MORGAN, P.J. -- George Shayne Toliver, D.O., sued Convenient Physicians
Services, P.S., for unpaid wages.  Convenient counterclaimed, arguing that
Toliver had breached his written employment agreement.  On Toliver's claim,
the trial court awarded single damages but not double damages.  On
Convenient's claim, the trial court found a breach and awarded damages of
$4,000.  Toliver appeals, but we affirm.
At the times material here, Convenient operated a medical clinic.
Beginning in 1995, it employed Toliver as one of its doctors.  It
maintained its office in a building owned by Competitive Strategies, Inc.
Bob White was the administrator of Convenient and president of Competitive.
Effective March 2, 1996, Convenient and Toliver entered into a written
employment agreement.  They provided that Convenient
hereby employs . . . Toliver . . . and {Toliver} hereby accepts employment
. . . for a period of 12 months, at a basic rate of $25.00 per hour plus
18% (eighteen per cent) of adjusted charges.  Without either party's being
bound, {Convenient} and {Toliver} anticipate their mutual renewal of this
Agreement . . . from a fiscal year to a fiscal year . . . unless either
party notifies the other in writing to the contrary at least sixty (60)

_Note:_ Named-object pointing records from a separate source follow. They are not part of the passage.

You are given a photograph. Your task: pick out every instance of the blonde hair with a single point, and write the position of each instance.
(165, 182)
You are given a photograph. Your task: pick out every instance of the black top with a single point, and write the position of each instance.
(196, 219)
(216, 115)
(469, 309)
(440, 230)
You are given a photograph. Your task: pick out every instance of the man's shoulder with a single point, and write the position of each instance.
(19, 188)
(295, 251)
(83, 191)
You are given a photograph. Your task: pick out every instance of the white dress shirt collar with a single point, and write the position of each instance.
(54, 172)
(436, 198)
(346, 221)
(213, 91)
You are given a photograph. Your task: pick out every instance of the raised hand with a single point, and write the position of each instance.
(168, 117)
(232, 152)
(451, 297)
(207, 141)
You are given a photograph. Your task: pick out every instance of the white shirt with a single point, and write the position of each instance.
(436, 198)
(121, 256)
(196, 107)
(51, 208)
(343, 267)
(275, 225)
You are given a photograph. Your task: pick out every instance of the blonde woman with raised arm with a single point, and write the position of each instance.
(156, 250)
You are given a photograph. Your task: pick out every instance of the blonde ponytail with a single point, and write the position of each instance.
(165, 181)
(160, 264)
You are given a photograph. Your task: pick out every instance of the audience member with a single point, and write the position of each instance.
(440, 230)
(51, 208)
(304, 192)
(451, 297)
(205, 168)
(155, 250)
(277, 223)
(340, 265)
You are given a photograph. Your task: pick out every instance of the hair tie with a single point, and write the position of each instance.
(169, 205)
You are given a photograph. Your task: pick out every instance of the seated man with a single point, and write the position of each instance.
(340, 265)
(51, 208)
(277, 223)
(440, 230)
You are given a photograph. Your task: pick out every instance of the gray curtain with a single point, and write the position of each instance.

days before the end of {Convenient's} fiscal year.  In addition, {Toliver}
will receive a proportional distribution of revenues generated through
managed care programs.{1}

     On October 19, 1996, Toliver and White signed a 'memorandum'
concerning a weight management program.  They stated in part:
It is our common goal to develop the program and move it to another
location.  In addition, a new business entity will be created.  You will
establish ownership in the new entity.  Competitive . . . will provide
management services to the new entity.
     . . . .
During the development phase of the program at Convenient Healthcare,
revenues from the professional fee component will be divided equally . . .
between you and the clinic. . . .  You will not provide other medical
services . . . while you are providing weight management services.  You
will . . . not provide weight management services while you are working as
our urgent care physician.{2}

White signed the memorandum without stating his principal and his title, so
the memorandum does not show whether he was signing for Competitive,
Convenient, or both.
     Toliver began the weight management program in Convenient's place of
business and Competitive's building.  In July 1997, however, he moved the
program to a new location without notice to Convenient.  On August 6, 1997,
Convenient terminated his employment, effective October 5, 1997, because he
had moved the program without notice.
     On August 24, 1999, Toliver sued Convenient for unpaid wages.  Relying
on the March 2 employment agreement, he claimed that Convenient had
willfully withheld his proportional share of 1996 revenues from managed
care programs; that the unpaid amount constituted unpaid wages; and that he
should receive double damages under RCW 49.52.050 and .070.
     On September 27, 1999, Convenient counterclaimed for breach of
contract.  Relying on the October 19 memorandum, it claimed that Toliver
had been operating the weight management program as its employee; that he
had terminated part of his employment when he moved the program without
notice; and that he had breached the 60-day notice provision in the March 2
employment agreement.
     In April 2000, after a bench trial, the trial court sustained in part
Toliver's claim for wages and Convenient's counterclaim for breach of
contract.  On Toliver's claim, the trial court found that Convenient had
withheld $7,748 in 1996 revenues; that these revenues were wages; that the
withholding was not 'willful;' and that Toliver was entitled to single but
not double damages.  On Convenient's counterclaim, the trial court found
that Toliver had been operating the weight management program as
Convenient's employee; that he had terminated part of his employment when
he moved it; that he had been required to give, but had not given, 60 days
notice; and that Convenient had been damaged in the amount of $4,000.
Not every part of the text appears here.